In Bengal, it is called payas or payesh. A traditional Bengali meal can be traced more than 2000 years old & many say during Chaitanya Mahaprabhu’s visit in Puri many Bengali Brahmins took Gurer Payesh to Odisha from Bengal and it is one of important sweet dish. Payas is also regarded as an auspicious food and here again it is associated with annaprashana (weaning ritual of an infant) and birthday celebrations in a Bengali household. In the eastern most part of India, kheer is known as payoxh and is light pink in colour as along with dry fruits cherries are also added.
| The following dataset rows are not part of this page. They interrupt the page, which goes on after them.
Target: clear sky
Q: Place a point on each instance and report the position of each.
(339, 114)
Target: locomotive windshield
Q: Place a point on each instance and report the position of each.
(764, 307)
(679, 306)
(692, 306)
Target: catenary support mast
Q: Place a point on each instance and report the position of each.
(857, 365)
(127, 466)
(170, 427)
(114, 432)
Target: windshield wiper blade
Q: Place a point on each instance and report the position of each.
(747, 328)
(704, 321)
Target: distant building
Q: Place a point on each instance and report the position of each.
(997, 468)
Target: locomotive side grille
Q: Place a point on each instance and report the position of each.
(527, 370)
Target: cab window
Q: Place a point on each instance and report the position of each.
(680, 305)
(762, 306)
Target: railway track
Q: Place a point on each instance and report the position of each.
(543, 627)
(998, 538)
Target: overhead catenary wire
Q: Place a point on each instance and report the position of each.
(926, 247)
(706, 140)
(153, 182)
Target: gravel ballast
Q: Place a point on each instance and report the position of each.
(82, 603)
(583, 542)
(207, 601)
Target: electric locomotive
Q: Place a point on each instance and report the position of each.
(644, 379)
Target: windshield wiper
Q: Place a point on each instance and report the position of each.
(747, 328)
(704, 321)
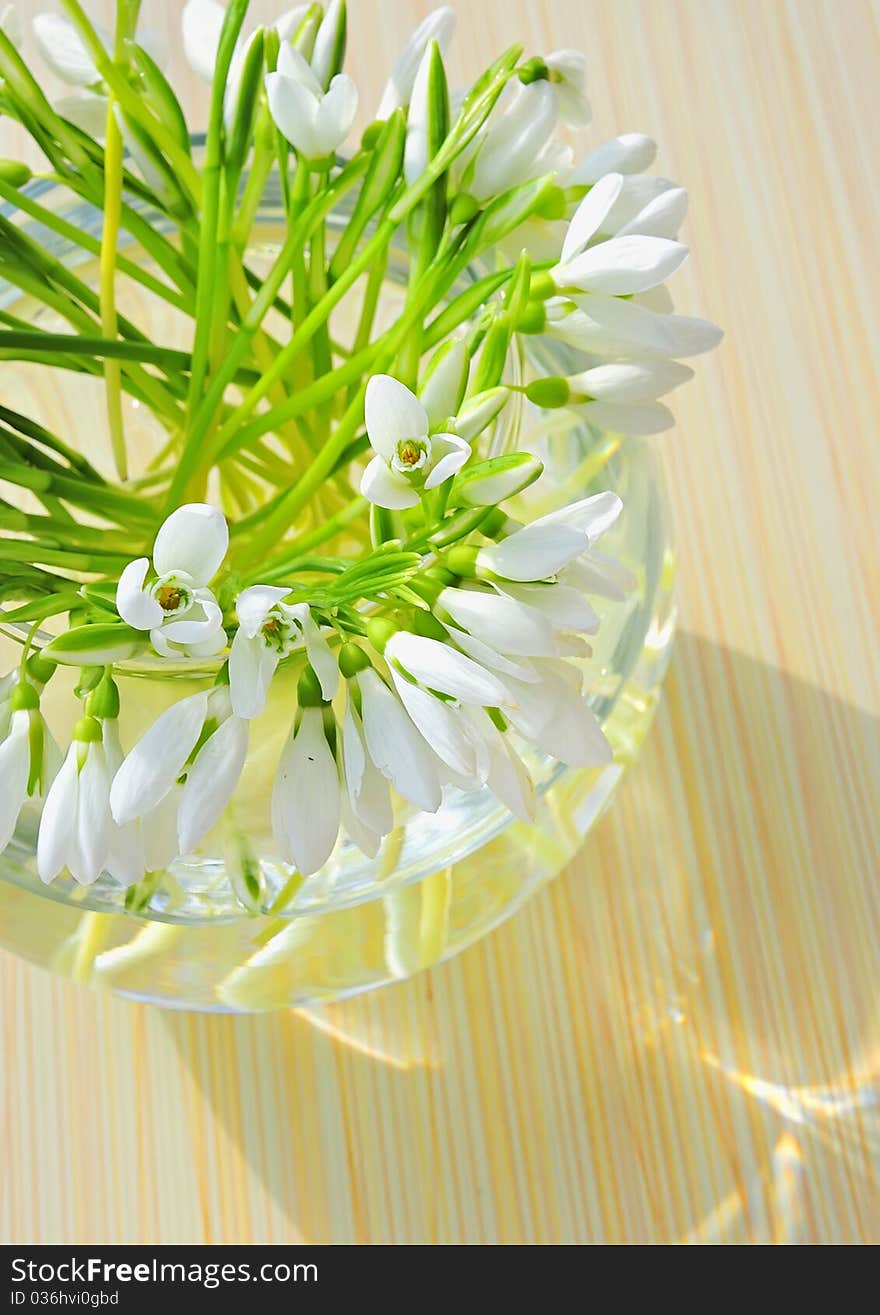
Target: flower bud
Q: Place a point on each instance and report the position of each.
(489, 483)
(353, 659)
(549, 392)
(13, 172)
(308, 689)
(328, 53)
(479, 412)
(379, 631)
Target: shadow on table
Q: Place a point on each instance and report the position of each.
(676, 1040)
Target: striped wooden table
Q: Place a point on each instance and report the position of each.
(680, 1039)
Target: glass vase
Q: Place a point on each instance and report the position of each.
(232, 927)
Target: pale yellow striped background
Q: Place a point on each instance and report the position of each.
(680, 1039)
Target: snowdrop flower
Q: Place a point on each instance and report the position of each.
(517, 143)
(568, 80)
(621, 397)
(630, 153)
(75, 825)
(367, 814)
(197, 738)
(553, 714)
(609, 326)
(437, 26)
(313, 121)
(543, 547)
(396, 746)
(268, 630)
(201, 23)
(305, 794)
(407, 458)
(178, 609)
(28, 756)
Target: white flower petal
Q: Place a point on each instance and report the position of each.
(134, 605)
(211, 781)
(367, 788)
(292, 65)
(488, 656)
(58, 818)
(533, 552)
(630, 153)
(563, 606)
(621, 266)
(197, 625)
(295, 111)
(158, 759)
(201, 23)
(440, 726)
(630, 380)
(336, 113)
(396, 747)
(589, 215)
(513, 627)
(392, 413)
(307, 790)
(251, 666)
(437, 26)
(94, 819)
(15, 768)
(254, 604)
(450, 454)
(660, 217)
(607, 326)
(63, 50)
(383, 487)
(192, 539)
(441, 667)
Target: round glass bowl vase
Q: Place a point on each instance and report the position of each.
(199, 935)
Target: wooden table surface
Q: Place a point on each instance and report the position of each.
(680, 1038)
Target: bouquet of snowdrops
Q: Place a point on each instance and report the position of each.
(325, 499)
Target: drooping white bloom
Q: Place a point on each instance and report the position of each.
(609, 326)
(268, 630)
(396, 746)
(621, 266)
(178, 609)
(367, 814)
(568, 80)
(408, 459)
(313, 121)
(516, 145)
(199, 738)
(441, 667)
(437, 26)
(28, 756)
(75, 823)
(201, 23)
(554, 716)
(630, 153)
(543, 547)
(305, 796)
(621, 397)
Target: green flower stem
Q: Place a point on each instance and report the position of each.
(212, 263)
(28, 205)
(109, 241)
(133, 105)
(259, 309)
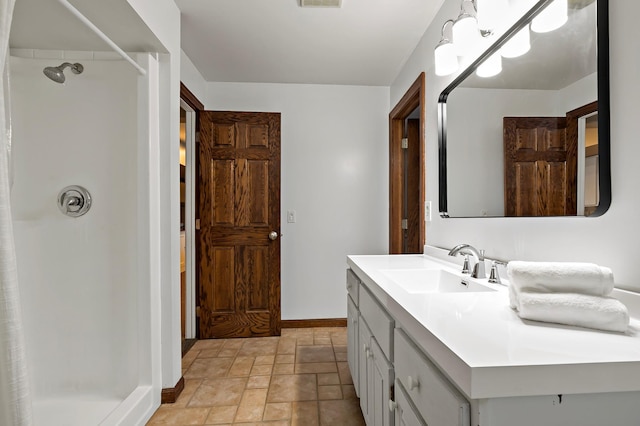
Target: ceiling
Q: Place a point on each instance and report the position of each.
(365, 42)
(40, 24)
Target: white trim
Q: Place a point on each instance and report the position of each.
(102, 35)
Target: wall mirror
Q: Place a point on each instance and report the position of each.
(532, 140)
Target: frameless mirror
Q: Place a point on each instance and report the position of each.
(534, 139)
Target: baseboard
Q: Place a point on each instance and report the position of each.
(170, 395)
(327, 322)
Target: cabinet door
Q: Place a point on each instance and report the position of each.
(364, 359)
(352, 343)
(380, 380)
(405, 412)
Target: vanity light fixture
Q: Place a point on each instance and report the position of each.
(491, 66)
(446, 60)
(552, 17)
(466, 34)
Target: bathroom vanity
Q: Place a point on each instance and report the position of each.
(426, 349)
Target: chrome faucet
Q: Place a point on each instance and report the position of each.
(466, 249)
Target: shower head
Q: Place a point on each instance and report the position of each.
(57, 73)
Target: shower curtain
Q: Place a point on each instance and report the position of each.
(15, 401)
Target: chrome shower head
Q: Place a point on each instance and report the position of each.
(57, 73)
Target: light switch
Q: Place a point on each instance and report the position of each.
(427, 211)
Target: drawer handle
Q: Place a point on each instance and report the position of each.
(413, 383)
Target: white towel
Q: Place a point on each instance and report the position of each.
(602, 313)
(566, 277)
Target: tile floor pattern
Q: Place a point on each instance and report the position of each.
(299, 378)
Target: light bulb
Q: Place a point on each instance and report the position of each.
(552, 17)
(518, 45)
(491, 66)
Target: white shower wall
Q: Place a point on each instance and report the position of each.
(78, 276)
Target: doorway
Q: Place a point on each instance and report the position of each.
(239, 213)
(189, 108)
(407, 172)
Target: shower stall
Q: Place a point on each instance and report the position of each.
(90, 311)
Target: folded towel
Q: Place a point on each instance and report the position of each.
(566, 277)
(602, 313)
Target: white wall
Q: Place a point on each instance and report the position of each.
(78, 276)
(163, 18)
(334, 151)
(191, 77)
(608, 240)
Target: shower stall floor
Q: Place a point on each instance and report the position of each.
(73, 410)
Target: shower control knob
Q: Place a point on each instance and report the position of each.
(74, 201)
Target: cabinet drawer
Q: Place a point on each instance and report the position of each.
(353, 283)
(439, 403)
(379, 321)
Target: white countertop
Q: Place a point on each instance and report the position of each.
(488, 351)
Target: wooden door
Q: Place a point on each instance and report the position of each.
(539, 167)
(413, 243)
(239, 172)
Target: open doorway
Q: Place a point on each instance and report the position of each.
(189, 107)
(407, 172)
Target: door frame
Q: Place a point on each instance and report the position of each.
(412, 99)
(192, 106)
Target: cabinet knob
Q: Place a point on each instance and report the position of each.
(413, 383)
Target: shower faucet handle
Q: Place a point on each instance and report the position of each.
(74, 201)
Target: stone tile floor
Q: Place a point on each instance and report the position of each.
(299, 378)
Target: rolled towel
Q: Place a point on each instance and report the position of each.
(566, 277)
(601, 313)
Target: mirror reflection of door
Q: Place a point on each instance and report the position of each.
(588, 141)
(538, 161)
(551, 164)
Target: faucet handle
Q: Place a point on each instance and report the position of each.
(465, 264)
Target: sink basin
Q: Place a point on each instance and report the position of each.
(417, 281)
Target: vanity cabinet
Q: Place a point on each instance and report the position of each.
(406, 413)
(438, 401)
(369, 349)
(352, 343)
(378, 352)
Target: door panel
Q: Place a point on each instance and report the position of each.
(239, 207)
(540, 166)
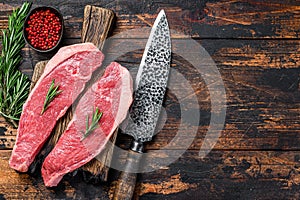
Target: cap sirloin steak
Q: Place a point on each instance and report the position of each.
(71, 68)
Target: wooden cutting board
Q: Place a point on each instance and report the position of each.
(96, 25)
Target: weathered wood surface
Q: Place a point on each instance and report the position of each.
(255, 45)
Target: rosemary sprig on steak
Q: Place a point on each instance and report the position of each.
(94, 124)
(51, 94)
(14, 85)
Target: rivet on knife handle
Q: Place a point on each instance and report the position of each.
(126, 184)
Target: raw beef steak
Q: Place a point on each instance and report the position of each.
(112, 95)
(70, 68)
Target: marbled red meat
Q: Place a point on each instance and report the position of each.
(71, 68)
(112, 94)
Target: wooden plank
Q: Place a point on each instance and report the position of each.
(205, 19)
(261, 79)
(221, 173)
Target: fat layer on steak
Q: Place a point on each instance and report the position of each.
(112, 94)
(70, 68)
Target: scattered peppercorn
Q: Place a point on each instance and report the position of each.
(43, 29)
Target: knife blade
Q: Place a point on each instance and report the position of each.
(150, 87)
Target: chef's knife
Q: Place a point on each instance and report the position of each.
(151, 83)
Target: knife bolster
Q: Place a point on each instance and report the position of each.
(137, 146)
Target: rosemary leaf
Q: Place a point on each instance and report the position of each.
(51, 94)
(14, 85)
They also use sago (edible starch extracted from a palm) instead of rice to make this dish.
In Bihar, it is called “Chawal ki Kheer”. It is made with rice, full fat cream, milk, sugar, cardamom powder, an assortment of dried fruits, and saffron. Another version of this kheer, called Rasiya, is made with jaggery. Jaggery is used instead of sugar in the process. The jaggery version looks brown in colour and has a mild, sweet taste.
The Kheer can therefore be called the Quintessential Dessert / Queen Dish among the other sweet dishes in India. A sumptuous meal is never complete without this grandeur yet humble dish. Its endearing factor lies in the fact that almost anyone can make it, even in accordance to social status- rich or poor. But what makes it the quintessential dish is that it is an extremely versatile dish. You can make a kheer out of most of the fruits and vegetables known to the culinary world – from the famous apple kheer to bottle gourd to jackfruit and even almond that is usually used as a garnish. But the real popularity of kheer has been accounted to its religious association and temples. The shwet (white) colour, which is seen as a symbol of purity and divinity, worked in its favour of being a dish of religious importance. Kheer has embraced all the qualities it needs in a dish in order to be a staple food in Indian life as well as a food for the divine.
It may have evolved over the years, springing from the simple preparation of milk, rice and sugar to a complex preparation with several ingredients and fusion elements. Yet kheer holds its charm and the taste of the old world style, never leaving its roots, that played the building blocks in bringing about the various cultures under one roof and one name India.